A homeowner giving evidence against an Earthquake Commission engineer says her house was deemed to be safe when it was not.
Graeme Robinson is appearing before a Chartered Professional Engineers disciplinary hearing in Christchurch for complaints about his professional conduct, and his assessments of earthquake damage to 11 properties.
Michelle Parkes says Mr Robinson signed off her hillside Lyttelton home as safe, which conflicts with 41 other professional reports she has had on the property.
Ms Parkes says she was told by another engineer that in the event of another major earthquake there is a possibility the house will slip down the hill. She says the land is constantly moving.

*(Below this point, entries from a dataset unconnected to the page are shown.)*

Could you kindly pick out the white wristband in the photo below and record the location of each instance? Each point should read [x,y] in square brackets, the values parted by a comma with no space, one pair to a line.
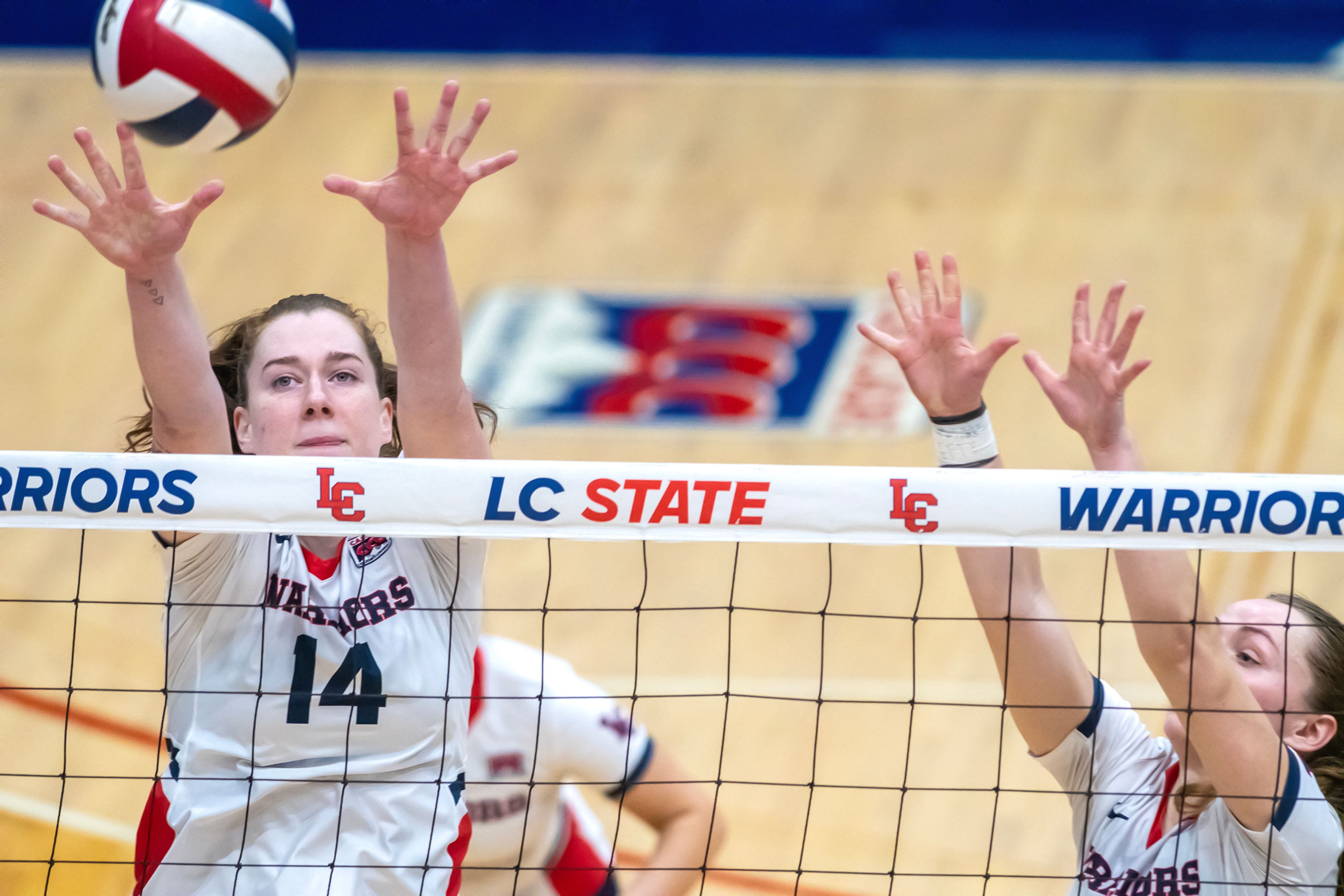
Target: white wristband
[966,441]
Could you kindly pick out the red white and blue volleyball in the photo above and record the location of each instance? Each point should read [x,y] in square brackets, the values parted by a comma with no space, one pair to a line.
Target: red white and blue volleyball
[203,75]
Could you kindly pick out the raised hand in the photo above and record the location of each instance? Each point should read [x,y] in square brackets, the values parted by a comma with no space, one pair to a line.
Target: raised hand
[130,226]
[944,370]
[428,183]
[1091,395]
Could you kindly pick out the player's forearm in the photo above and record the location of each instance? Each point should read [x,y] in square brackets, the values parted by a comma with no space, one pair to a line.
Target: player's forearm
[174,359]
[435,409]
[675,867]
[422,310]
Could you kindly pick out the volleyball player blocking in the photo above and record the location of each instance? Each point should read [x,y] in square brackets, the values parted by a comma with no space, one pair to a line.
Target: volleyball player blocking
[287,778]
[1244,792]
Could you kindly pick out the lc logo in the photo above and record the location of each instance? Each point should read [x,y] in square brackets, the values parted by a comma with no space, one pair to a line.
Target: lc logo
[339,498]
[913,508]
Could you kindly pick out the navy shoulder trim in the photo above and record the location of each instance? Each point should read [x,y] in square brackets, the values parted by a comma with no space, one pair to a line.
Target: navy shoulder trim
[634,778]
[1088,727]
[1289,797]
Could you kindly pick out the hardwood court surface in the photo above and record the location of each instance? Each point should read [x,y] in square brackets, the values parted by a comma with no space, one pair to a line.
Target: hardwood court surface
[1218,195]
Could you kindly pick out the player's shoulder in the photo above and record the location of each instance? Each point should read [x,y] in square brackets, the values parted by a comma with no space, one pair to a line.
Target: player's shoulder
[514,667]
[1307,821]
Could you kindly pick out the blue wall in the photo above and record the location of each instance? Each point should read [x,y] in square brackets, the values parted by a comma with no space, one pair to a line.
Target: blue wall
[1268,31]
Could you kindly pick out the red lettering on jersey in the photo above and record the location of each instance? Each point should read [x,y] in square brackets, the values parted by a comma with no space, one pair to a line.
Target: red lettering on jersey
[912,508]
[642,489]
[506,762]
[712,491]
[339,498]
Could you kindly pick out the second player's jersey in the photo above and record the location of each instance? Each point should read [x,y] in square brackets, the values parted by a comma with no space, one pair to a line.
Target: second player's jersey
[1120,777]
[585,737]
[308,668]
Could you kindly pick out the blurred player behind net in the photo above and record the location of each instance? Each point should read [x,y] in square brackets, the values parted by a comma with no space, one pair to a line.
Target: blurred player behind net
[588,738]
[1226,803]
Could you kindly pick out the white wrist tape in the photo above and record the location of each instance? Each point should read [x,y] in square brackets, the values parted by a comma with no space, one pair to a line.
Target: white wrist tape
[964,441]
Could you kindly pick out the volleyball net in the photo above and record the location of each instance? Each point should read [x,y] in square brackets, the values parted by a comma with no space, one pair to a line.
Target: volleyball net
[799,637]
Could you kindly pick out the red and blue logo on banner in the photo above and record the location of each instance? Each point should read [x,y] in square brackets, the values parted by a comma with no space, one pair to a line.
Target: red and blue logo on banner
[572,358]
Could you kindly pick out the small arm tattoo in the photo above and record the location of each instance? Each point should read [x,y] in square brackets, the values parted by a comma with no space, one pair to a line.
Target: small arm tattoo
[154,292]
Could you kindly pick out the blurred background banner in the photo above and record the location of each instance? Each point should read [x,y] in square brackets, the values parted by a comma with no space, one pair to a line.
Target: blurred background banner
[1210,31]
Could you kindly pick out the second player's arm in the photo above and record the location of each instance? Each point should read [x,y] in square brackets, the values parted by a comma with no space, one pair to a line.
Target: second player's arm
[1240,749]
[682,813]
[1046,683]
[136,232]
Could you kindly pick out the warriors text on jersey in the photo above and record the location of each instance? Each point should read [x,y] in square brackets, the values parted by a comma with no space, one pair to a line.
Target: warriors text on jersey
[585,737]
[1119,778]
[316,718]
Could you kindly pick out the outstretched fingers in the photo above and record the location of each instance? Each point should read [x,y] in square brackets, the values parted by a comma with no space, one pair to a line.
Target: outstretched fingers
[405,128]
[457,148]
[365,192]
[439,126]
[905,305]
[1083,318]
[73,183]
[61,216]
[491,166]
[886,342]
[951,288]
[1041,370]
[990,355]
[132,166]
[1109,315]
[101,167]
[1131,374]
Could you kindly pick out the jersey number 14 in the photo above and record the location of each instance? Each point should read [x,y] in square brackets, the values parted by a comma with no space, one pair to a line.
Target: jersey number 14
[359,660]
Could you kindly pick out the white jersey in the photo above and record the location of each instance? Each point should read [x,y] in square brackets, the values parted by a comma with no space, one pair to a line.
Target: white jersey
[316,718]
[585,738]
[1120,777]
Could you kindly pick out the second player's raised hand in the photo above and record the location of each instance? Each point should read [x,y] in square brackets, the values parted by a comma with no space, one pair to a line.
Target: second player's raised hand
[128,225]
[429,181]
[944,370]
[1091,395]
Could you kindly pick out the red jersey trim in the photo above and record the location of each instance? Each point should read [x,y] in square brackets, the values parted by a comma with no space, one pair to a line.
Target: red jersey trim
[318,566]
[478,687]
[1155,833]
[154,837]
[576,870]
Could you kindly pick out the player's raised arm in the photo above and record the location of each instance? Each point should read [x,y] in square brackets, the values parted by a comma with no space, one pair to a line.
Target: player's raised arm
[947,374]
[142,234]
[435,409]
[1237,745]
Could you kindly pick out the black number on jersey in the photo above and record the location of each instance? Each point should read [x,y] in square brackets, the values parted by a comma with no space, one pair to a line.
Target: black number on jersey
[359,661]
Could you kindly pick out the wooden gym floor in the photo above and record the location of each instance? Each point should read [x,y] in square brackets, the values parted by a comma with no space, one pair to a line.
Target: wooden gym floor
[1218,195]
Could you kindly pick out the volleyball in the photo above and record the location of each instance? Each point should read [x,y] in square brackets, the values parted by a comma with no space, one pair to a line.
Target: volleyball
[205,75]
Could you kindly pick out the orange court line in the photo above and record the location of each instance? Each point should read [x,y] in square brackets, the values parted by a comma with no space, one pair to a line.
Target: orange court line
[146,738]
[741,879]
[38,702]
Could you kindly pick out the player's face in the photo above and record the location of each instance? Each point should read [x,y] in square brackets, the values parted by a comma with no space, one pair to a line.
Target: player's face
[312,390]
[1272,657]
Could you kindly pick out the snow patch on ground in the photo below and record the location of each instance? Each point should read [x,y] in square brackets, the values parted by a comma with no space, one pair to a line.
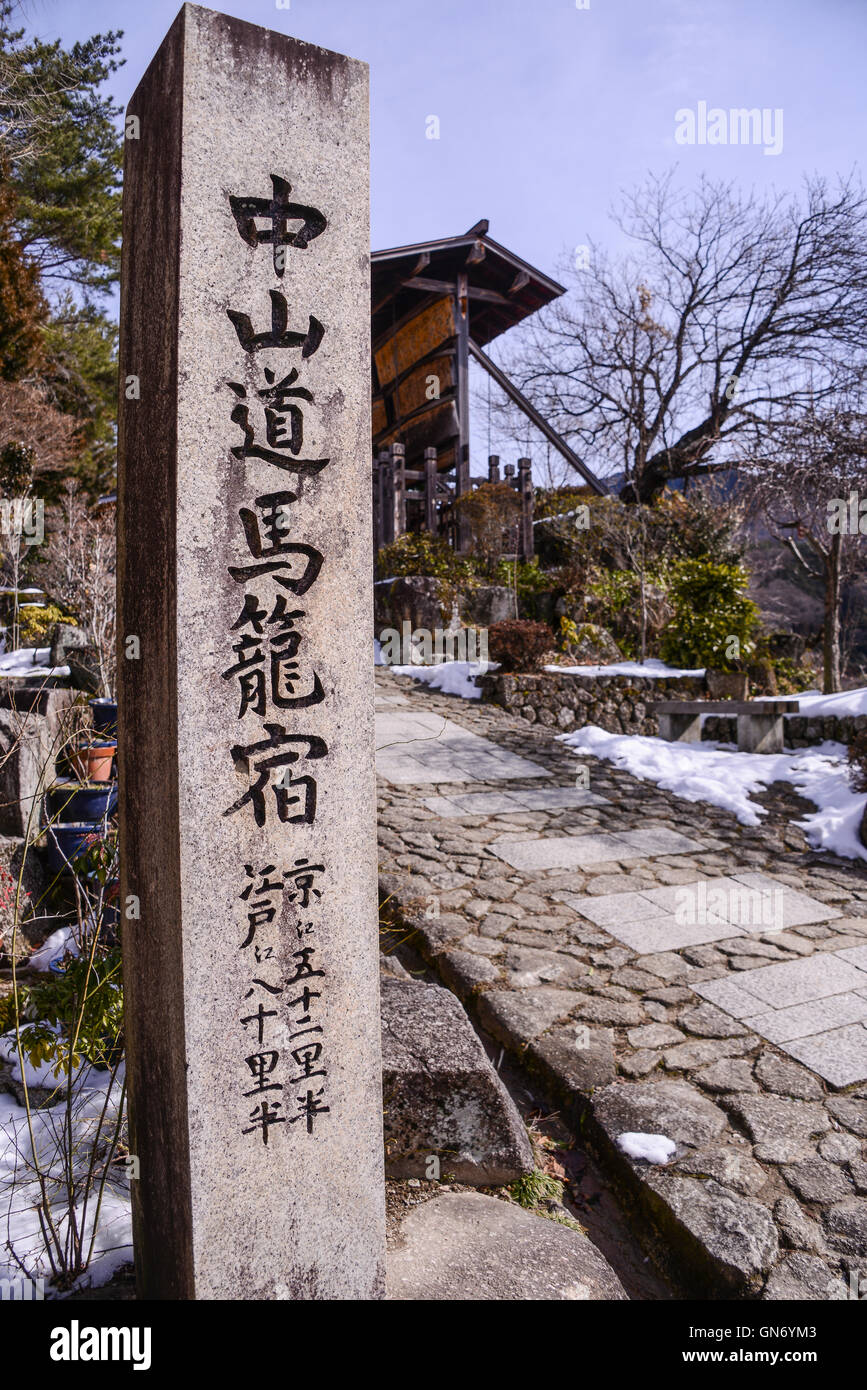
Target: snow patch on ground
[720,776]
[31,660]
[816,705]
[650,670]
[653,1148]
[20,1191]
[449,677]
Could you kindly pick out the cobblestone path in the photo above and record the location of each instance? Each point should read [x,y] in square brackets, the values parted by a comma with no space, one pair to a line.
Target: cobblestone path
[662,968]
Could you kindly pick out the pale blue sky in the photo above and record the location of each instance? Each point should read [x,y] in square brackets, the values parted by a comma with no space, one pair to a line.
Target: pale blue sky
[546,110]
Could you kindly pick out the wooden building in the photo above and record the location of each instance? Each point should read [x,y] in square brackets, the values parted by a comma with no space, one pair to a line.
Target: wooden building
[434,307]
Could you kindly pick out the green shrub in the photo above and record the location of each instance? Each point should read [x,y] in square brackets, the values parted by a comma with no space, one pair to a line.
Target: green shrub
[857,762]
[72,1015]
[520,645]
[710,609]
[35,623]
[528,578]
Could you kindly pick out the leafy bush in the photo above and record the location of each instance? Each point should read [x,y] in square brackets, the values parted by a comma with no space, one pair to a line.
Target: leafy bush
[520,645]
[418,552]
[35,623]
[857,762]
[525,576]
[710,609]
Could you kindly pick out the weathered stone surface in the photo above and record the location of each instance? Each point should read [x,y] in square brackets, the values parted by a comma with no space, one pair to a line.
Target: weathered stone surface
[466,970]
[737,1232]
[727,1075]
[787,1077]
[849,1112]
[464,1246]
[232,110]
[731,1166]
[798,1230]
[521,1016]
[799,1276]
[846,1225]
[574,1065]
[687,1055]
[653,1034]
[670,1108]
[527,968]
[441,1094]
[816,1180]
[641,1062]
[29,742]
[710,1022]
[613,1012]
[781,1129]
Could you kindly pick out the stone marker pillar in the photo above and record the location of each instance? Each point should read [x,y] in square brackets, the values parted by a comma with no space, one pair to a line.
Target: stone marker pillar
[248,813]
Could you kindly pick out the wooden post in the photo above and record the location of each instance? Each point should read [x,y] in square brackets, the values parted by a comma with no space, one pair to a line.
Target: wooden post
[386,469]
[380,498]
[461,366]
[399,469]
[431,491]
[527,545]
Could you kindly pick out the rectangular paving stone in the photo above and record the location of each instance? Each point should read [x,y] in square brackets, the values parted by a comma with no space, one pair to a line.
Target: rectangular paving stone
[657,843]
[799,982]
[805,1019]
[787,906]
[666,933]
[730,995]
[855,955]
[559,798]
[838,1055]
[443,806]
[427,748]
[253,1182]
[610,906]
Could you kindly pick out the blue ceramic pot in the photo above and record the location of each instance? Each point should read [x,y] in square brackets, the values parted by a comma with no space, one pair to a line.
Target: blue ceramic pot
[104,716]
[81,802]
[68,843]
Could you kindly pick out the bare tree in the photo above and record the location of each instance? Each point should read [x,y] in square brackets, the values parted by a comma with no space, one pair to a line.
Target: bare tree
[809,484]
[727,310]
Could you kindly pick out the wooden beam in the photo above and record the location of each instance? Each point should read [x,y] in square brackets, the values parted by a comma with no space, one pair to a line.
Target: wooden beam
[461,363]
[443,287]
[541,423]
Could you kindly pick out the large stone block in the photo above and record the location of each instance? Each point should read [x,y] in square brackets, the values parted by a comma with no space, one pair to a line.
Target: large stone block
[464,1246]
[245,681]
[34,729]
[441,1094]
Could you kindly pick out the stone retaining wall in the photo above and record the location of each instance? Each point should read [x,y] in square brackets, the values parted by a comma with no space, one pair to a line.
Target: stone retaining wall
[617,704]
[623,704]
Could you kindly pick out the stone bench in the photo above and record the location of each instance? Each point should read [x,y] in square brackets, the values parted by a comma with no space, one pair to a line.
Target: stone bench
[759,722]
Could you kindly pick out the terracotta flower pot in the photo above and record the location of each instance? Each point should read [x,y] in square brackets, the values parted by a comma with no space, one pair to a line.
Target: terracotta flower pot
[93,762]
[727,684]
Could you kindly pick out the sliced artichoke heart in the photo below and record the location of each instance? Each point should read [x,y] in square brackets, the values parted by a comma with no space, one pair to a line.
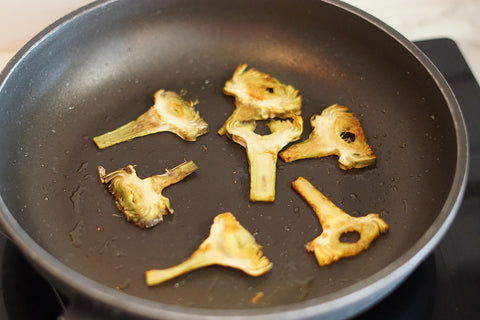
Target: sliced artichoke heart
[262,151]
[229,244]
[259,96]
[335,132]
[169,113]
[141,200]
[328,246]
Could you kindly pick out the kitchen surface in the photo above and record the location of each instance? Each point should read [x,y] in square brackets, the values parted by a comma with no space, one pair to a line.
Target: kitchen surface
[416,19]
[446,284]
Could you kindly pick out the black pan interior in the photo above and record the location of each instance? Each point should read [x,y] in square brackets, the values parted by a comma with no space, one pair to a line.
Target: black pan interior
[100,70]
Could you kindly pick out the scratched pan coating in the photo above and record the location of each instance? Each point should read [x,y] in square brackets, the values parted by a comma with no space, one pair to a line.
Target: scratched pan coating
[99,67]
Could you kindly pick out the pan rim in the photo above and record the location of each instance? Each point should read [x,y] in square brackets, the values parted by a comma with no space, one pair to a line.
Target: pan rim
[354,295]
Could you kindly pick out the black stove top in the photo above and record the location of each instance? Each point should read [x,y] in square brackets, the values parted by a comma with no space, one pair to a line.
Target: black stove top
[445,286]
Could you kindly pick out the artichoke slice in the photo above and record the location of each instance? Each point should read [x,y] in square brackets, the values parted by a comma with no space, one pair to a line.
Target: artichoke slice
[259,96]
[328,247]
[169,113]
[262,151]
[229,244]
[141,200]
[335,132]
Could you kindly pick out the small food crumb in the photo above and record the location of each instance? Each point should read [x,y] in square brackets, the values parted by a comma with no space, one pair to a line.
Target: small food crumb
[257,297]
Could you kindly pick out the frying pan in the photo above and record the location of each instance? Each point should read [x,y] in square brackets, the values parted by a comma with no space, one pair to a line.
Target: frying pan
[99,67]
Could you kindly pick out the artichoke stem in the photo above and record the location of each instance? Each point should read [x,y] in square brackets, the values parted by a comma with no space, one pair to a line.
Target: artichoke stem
[147,123]
[262,176]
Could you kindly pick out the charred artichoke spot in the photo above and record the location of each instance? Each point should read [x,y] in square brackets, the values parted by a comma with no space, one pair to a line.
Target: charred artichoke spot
[177,109]
[347,136]
[350,237]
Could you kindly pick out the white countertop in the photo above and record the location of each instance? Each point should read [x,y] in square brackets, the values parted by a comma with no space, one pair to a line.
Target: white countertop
[459,20]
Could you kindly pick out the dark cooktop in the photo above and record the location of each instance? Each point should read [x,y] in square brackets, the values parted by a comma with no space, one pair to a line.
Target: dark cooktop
[445,286]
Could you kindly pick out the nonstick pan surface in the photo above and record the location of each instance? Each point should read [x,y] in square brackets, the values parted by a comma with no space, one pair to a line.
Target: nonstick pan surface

In other evidence, a couple says Mr Robinson told them if they wanted better repairs, they should have bought a better home.
Mark and Hannah Carey have claimed that Mr Robinson threatened to rule damage to their home existed before the Canterbury earthquakes, and the repairs would not be covered by the EQC.
The couple said today that this was not the case, and three earlier site inspections found the damage was caused by the quakes.
Mrs Carey said Mr Robinson told her she should have bought a better home in the first place.
"When we pointed out that the EQC Act provides that we're entitled to have a house put back to its as-new condition, he said, 'Well, if you want an as-new house, then you should have bought a house that was in better nick than what you've got here, or a better kind of house.'"
A witness for Mr Robinson and assessor for EQC, Ray Harpur, said he was always direct in giving advice, but never unprofessional.
Mr Harpur said it was unfortunate that the advice Mr Robinson needed to give was not always what the customer wanted to hear.